As noted in our inaugural bulletin, in December of 2009 the Peel Watershed Planning Commission released its final Recommended Land Use Plan (LUP) for the 68,000 square kilometre area of north eastern Yukon known as the Peel Watershed Planning Region. The LUP designates less than 20% of the lands as Integrated Management Area (which lands qualify for more intensive development) and over 80% of the lands as Special Management Areas (which receive a higher degree of protection, including protection from mineral staking and other industrial development).
Reaction to the plan has been sharply divided. The Yukon Chamber of Mines has strongly criticized it, while conservation and tourism industry groups have welcomed it. The Peel River drains into the Mackenzie River, and has been described as the last part of the Gwich’in people’s land that has remained pure and undisturbed.

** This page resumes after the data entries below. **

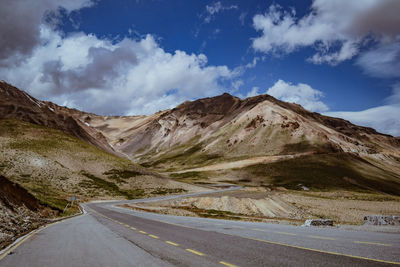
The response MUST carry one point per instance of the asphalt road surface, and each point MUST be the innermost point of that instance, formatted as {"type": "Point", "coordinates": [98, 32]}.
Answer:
{"type": "Point", "coordinates": [108, 235]}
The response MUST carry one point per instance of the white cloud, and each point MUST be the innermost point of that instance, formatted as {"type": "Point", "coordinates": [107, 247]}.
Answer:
{"type": "Point", "coordinates": [242, 18]}
{"type": "Point", "coordinates": [127, 77]}
{"type": "Point", "coordinates": [335, 29]}
{"type": "Point", "coordinates": [215, 8]}
{"type": "Point", "coordinates": [300, 93]}
{"type": "Point", "coordinates": [383, 62]}
{"type": "Point", "coordinates": [20, 24]}
{"type": "Point", "coordinates": [384, 119]}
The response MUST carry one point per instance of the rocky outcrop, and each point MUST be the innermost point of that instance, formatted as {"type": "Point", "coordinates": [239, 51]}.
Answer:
{"type": "Point", "coordinates": [16, 104]}
{"type": "Point", "coordinates": [382, 220]}
{"type": "Point", "coordinates": [20, 212]}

On July 23, 2010, the parties to the planning process (i.e., the Yukon government and four First Nations governments) announced that the LUP will undergo two months of public consultation. The parties have previously announced that they will deliver their response to the proposed LUP in December of this year.
The government of Yukon has issued a one-year interim withdrawal order from mineral staking to all Crown Land, Category B settlement lands and fee simple lands in the Peel Watershed Region. The withdrawal order is effective until February 4, 2011. The withdrawal order applies to the issuance of new sub-surface rights only; the government of Yukon has indicated that it will continue to facilitate regulatory approvals for surface activities required to access and explore existing mineral claims.
Just recently, public hearing began to take place, with the most recent in Inuvik, NWT and Whitehorse. The Yukon government is looking to work with the Gwich’in Tribal Council and a number of Yukon First Nations as part of the consultation process.